I know, you all know it, and you all more or less love it (at least, I think so). I wanted to open a discussion (I'll be brief) about what American cinema was in the Eighties, and what it became in the following decade as a (degenerate) offspring of the previous one. I mean: which films triumphed at the Oscars in the Eighties? I'll cite three examples that seem quite reflective to me: "Ordinary People" (1980); "Terms of Endearment" (1983); and, indeed, "Rain Man" (1988). These are three films directed, in order, by two debut directors (Robert Redford; James L. Brooks, the latter more famous as the producer of "The Simpsons") and Barry Levinson, a mainstream author at his sixth opus after some decent successes ("The Natural", 1984; "Young Sherlock Holmes", 1985) and a triumphant hit ("Good Morning, Vietnam", 1987). The trio of aforementioned works had a common point: the mix, almost unbearable, of laughter, tears, fun, and emotion. As if that hedonistic and extravagant decade was really not frameable: the Sixties were the years of epochal changes; the Seventies those of withdrawal, and the Eighties? An indecipherable mix of styles and feelings.
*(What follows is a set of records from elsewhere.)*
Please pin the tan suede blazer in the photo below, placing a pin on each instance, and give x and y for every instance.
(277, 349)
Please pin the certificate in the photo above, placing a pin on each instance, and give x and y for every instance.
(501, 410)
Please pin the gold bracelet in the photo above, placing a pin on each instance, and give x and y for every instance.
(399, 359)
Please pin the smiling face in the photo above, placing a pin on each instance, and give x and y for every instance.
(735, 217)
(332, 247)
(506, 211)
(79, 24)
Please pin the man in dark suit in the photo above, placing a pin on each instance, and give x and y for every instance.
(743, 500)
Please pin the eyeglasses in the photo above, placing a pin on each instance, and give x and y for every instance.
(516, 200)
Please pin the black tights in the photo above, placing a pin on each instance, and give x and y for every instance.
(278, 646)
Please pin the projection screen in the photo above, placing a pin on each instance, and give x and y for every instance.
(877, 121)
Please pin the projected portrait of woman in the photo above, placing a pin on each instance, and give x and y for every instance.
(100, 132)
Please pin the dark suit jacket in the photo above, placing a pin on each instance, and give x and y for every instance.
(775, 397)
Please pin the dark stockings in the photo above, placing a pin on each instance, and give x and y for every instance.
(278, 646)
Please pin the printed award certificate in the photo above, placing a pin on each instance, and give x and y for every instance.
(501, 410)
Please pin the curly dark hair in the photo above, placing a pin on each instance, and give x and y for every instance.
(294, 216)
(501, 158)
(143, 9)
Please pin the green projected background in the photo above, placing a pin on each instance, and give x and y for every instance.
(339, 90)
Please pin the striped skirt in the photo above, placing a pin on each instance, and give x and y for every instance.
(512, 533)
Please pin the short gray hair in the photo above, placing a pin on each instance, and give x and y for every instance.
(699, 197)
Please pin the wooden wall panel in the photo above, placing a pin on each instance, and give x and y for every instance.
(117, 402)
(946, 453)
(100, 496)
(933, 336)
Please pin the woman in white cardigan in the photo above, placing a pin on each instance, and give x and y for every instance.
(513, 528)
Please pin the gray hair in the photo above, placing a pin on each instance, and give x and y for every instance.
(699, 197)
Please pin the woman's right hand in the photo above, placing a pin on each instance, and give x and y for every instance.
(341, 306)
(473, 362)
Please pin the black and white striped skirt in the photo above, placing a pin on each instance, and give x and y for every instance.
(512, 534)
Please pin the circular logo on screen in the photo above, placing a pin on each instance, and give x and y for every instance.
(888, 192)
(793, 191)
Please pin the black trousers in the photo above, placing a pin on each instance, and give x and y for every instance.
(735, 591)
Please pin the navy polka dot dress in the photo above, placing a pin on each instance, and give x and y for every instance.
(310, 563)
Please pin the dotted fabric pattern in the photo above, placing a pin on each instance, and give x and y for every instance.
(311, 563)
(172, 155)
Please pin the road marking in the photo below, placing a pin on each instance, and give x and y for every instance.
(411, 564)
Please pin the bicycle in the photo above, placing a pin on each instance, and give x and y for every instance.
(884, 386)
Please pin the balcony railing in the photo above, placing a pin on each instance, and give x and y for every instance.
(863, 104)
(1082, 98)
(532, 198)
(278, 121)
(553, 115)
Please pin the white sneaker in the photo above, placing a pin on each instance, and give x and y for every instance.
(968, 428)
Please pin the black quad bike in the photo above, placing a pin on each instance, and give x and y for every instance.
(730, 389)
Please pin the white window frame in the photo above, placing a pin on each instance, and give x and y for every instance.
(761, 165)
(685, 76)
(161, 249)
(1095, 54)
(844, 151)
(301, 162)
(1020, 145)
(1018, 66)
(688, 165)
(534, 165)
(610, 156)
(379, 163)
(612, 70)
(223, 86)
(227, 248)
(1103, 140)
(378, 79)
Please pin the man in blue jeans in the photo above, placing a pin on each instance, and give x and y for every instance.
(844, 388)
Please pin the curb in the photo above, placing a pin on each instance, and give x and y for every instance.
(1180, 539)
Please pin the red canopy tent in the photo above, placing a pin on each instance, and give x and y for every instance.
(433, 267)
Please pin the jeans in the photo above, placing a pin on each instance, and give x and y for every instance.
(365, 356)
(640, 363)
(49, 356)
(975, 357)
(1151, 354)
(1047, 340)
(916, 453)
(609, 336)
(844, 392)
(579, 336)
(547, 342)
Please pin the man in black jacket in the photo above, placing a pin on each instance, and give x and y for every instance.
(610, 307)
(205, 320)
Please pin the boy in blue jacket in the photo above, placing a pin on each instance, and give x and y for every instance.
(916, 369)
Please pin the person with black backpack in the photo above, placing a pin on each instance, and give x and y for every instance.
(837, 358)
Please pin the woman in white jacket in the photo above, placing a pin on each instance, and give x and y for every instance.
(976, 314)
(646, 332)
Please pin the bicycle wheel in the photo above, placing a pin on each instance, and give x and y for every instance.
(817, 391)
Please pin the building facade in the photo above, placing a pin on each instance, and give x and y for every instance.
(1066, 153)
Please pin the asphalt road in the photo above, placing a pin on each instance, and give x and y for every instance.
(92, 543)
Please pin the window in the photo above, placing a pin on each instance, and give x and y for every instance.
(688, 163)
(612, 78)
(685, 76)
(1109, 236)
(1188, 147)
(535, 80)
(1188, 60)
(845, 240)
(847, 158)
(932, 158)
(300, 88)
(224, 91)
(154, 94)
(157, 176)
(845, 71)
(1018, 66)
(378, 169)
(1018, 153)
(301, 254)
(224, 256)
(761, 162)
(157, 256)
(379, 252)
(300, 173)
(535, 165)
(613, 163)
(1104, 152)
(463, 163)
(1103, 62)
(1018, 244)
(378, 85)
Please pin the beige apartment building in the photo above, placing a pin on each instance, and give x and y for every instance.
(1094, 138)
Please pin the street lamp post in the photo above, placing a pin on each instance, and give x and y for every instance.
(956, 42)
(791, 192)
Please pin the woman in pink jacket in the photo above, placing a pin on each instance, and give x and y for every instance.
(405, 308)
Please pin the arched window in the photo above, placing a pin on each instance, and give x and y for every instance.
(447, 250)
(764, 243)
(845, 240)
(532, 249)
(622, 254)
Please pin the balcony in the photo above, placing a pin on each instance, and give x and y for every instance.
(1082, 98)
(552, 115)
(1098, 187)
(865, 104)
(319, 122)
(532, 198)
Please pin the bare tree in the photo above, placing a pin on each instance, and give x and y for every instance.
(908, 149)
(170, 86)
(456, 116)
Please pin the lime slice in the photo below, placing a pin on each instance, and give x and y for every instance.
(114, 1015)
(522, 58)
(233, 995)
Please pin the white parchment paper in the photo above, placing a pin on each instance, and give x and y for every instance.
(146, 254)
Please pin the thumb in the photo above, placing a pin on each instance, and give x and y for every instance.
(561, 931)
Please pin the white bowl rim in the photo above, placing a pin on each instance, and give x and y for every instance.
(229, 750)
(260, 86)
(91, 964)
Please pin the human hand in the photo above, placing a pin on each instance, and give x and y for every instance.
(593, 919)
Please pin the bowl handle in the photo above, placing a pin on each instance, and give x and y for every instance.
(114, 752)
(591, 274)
"Rain Man" was an exaggerated success, one of those films that everyone had to go and see and process. You know, like what did you miss. In fact, no one missed it. It made the notion of autism common knowledge, until then quite obscure. Now, autism is not what you see in the film and autistic people are not all math geniuses capable of breaking a casino, but this is what most people who saw the film thought at the time and for a long time afterwards. Already this doesn't make it very likable to me (I know autistic children, I have worked for, and not with, them and I know what I'm talking about) so despite everything it's a film to which I would never award the medal of a masterpiece. However, it is undoubtedly well-made, well-directed (let's say ordinarily directed, Levinson focuses more on the looks of the two protagonists, afraid of missing even a single, miserable, raised eyebrow), Tom Cruise does well, Dustin Hoffman is brilliant, some sequences are funny and work, and the ending, shot "desperately" since the entire production took place during the biggest writers' strike in the US, is fitting despite, precisely, the film technically not having a written ending.

Spielberg was supposed to shoot it (would it have been better?), and the actors were originally supposed to be Bill Murray as the autistic brother and Dustin Hoffman as the, let's say "healthy", brother. Then, given the success of "Top Gun" two years earlier, Tom Cruise was cast and perhaps the choice was better. The casino scenes, Valeria Golino's unconvincing voice, and the wet kiss (also mentioned years later in "Harry Potter and the Order of the Phoenix") went down in history. It won 4 heavy Oscars (Best Picture, Best Director, Best Actor, Best Original Screenplay) in the year when Barry Levinson snagged the directing Oscar from Martin Scorsese for "The Last Temptation of Christ" (crazy stuff!).

A pleasant mix, two hours, let's say, not wasted. Box-office cinema, with some nice autoral insights. But was this amorphous cinema of the Eighties, this commercial cinema produced in that period, this cinema that we still esteem today (perhaps also considering the scarcity of what came after), true cinema, or was it just a mix of cleverness and crowd-pleasing?